Yamakawa Takafumi, Kobayashi Akimitsu, Yamamoto Izumi, Kawaguchi Takehiko, Imasawa Toshiyuki, Aoyama Hiromichi, Akutsu Naotake, Maruyama Michihiro, Saigo Kenichi, Yokoo Takashi, Kitamura Hiroshi
Department of Pathology, Chiba-East Hospital, Chiba, Japan.
Division of Nephrology and Hypertension, Department of Internal Medicine, The Jikei University School of Medicine, Tokyo, Japan.
Nephrology (Carlton). 2018 Jul;23 Suppl 2:70-75. doi: 10.1111/nep.13276.

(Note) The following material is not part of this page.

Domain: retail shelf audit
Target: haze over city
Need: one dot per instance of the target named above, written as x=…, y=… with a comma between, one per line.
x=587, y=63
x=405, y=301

Arteriolar hyalinosis (AH) is a common lesion in allograft biopsies taken following kidney transplantation. Recent studies have shown that severe AH may predict transplant outcomes and provide information about previous exposure to certain drugs, such as calcineurin inhibitors (CNI). However, the incidence of AH as a direct result of diabetic nephropathy (DN) after kidney transplantation has not been fully evaluated. This study aimed to assess the impact of primary DN on the development of AH lesions in patients who underwent kidney transplantation.
Eighty-three patients who underwent living-donor kidney transplantation between April 2005 and June 2015 were enrolled in this study. A total of 33 patients had DN prior to transplantation. Allograft biopsies were scored according to the Banff classification, and the relationship between the individual histological lesions and clinical baseline data was assessed.
At early biopsy (3-12 months), there were no differences in the rates of AH lesions between the DN group and the non-DN group (ah ≥ 1: 37% vs. 41.3%, P = 0.719; aah ≥ 1: 14.8% vs. 6.5%; P = 0.453). However, there were significant differences between the groups in biopsies taken more than 3 years after the transplant (ah ≥ 2: 83.3% vs. 36.8%, P = 0.013; aah ≥ 2: 66.7% vs. 21.1%, P = 0.011). Multivariable analysis showed that both the length of time after transplantation and the presence of DN were independent risk factors for ah ≥ 2 (odds ratio [OR]: 2.55, 95% confidence interval [CI]: 1.47-19.54, P = 0.011) and aah ≥ 2 (OR: 7.55, 95% CI: 1.49-38.33, P = 0.015).
This is the first report showing that the presence of primary DN disease contributes to the development of severe AH late in the course after kidney allografts.
肾小动脉玻璃样变(AH)是肾移植后同种异体移植肾活检中常见的病变。近期研究表明,严重的AH可能预示移植结果,并能提供有关既往接触某些药物(如钙调神经磷酸酶抑制剂[CNI])的信息。然而,肾移植后糖尿病肾病(DN)直接导致AH的发生率尚未得到充分评估。本研究旨在评估原发性DN对肾移植患者AH病变发生发展的影响。
本研究纳入了2005年4月至2015年6月期间接受活体供肾移植的83例患者。共有33例患者在移植前患有DN。根据Banff分类法对移植肾活检进行评分,并评估个体组织学病变与临床基线数据之间的关系。
在早期活检(3 - 12个月)时,DN组和非DN组的AH病变发生率无差异(ah≥1:37%对41.3%,P = 0.719;aah≥1:14.8%对6.5%;P = 0.453)。然而,在移植后3年以上进行的活检中,两组之间存在显著差异(ah≥2:83.3%对36.8%,P = 0.013;aah≥2:66.7%对21.1%,P = 0.011)。多变量分析显示,移植后时间长短和DN的存在都是ah≥2(比值比[OR]:2.55,95%置信区间[CI]:1.47 - 19.54,P = 0.011)和aah≥2(OR:7.55,95% CI:1.49 - 38.33,P = 0.015)的独立危险因素。
这是首份表明原发性DN疾病的存在会促使肾移植后晚期严重AH发生发展的报告。